Abu Dhabi: New business models are needed to make ICT (Information and communications technology) sector vibrant and sustainable, Telecommunications Regulatory Authority (TRA) director general, Mohammad Naser Al Ganem, said at the Abu Dhabi Media Summit on Thursday.

He said the media is transforming. “It is impossible to assume that media industry is melting into thin air and losing its charm and significance. On the contrary it has become one of the most demanding commodities of our time.”

He added that new business models are needed considering the new wave of advancement in broadband networks and the power of internet, which has fuelled the media sector. “Let us not forget to modernise the regulatory framework that will support the new business model and let us think regional and global in these new models and unlock the potential for our local markets,” Al Ghanim said. “The challenges ahead not just to encourage investment but we must contribute towards innovative initiatives.”

A large number of media professionals and investors participated in the three-day media summit that ended on Thursday. Queen Rania of Jordan gave a keynote address on Tuesday and launched a powerful attack against extremists for misusing social media to propagate their agenda.

On the final day, there was a panel discussion on the future of tech investment, digital feeding frenzy, Walid Hanna, managing partner of Dubai-based Middle East Venture Partners, said, Arabic content has become important with many global companies looking at it with interest.

He said Shahiya.com, an online food recipe company, was sold to Japanese listed company for more than $13 million. “We had a great return on it.
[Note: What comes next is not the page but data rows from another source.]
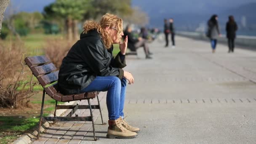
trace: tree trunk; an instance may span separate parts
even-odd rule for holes
[[[78,23],[77,20],[74,20],[73,21],[73,40],[78,40],[79,35],[78,35],[78,27],[77,27],[77,24]]]
[[[68,41],[72,40],[72,19],[68,18],[67,21],[67,40]]]
[[[1,29],[2,29],[2,21],[4,18],[3,13],[10,3],[10,0],[0,0],[0,35],[1,35]]]

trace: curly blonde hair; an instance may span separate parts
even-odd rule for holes
[[[83,28],[83,33],[87,33],[92,29],[96,29],[98,32],[101,34],[101,36],[103,41],[104,46],[109,48],[113,44],[111,35],[106,31],[106,27],[116,27],[117,29],[117,35],[123,31],[123,20],[117,16],[107,13],[101,17],[99,23],[94,21],[86,21],[84,23]],[[119,40],[121,40],[120,38]]]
It shows how global companies are looking at Mena (Middle East and North Africa) region as an acquisition target.”

The company is investing heavily in the UAE including start-ups in Abu Dhabi like Lamsaworld.com, an online platform where kids can learn while having fun.

Khaldoon Tabaza, founder and director of IMENA holdings, said online revenue is increasing in the region. “Classified companies are either transforming into online companies or dying. In the last three years, print classified revenue has declined by 30 per cent and online revenue has increased. In the Mena region we should be careful to see what business models work,” Tabaza said.

He added that there is tremendous opportunity in the region. “The consumer demand is way ahead of investors, entrepreneurs and corporates. We have to capture this opportunity to enhance our business.”

In another panel discussion on a race for the exits, the rebound in IPOs (initial public offerings) and deal-making, speakers said the Middle East has been among the slowest regions to rebound after the global meltdown of 2008 but things are looking up with investors and banks regaining their appetite for risk.

Imad Ghandour, co-founder and chief executive officer of Cedar Bridge, an investment company, said that UAE should open up the IPO market for global investors. “You have bigger audience to talk to and you do better. Restrictions on foreign ownership should be removed,” he said.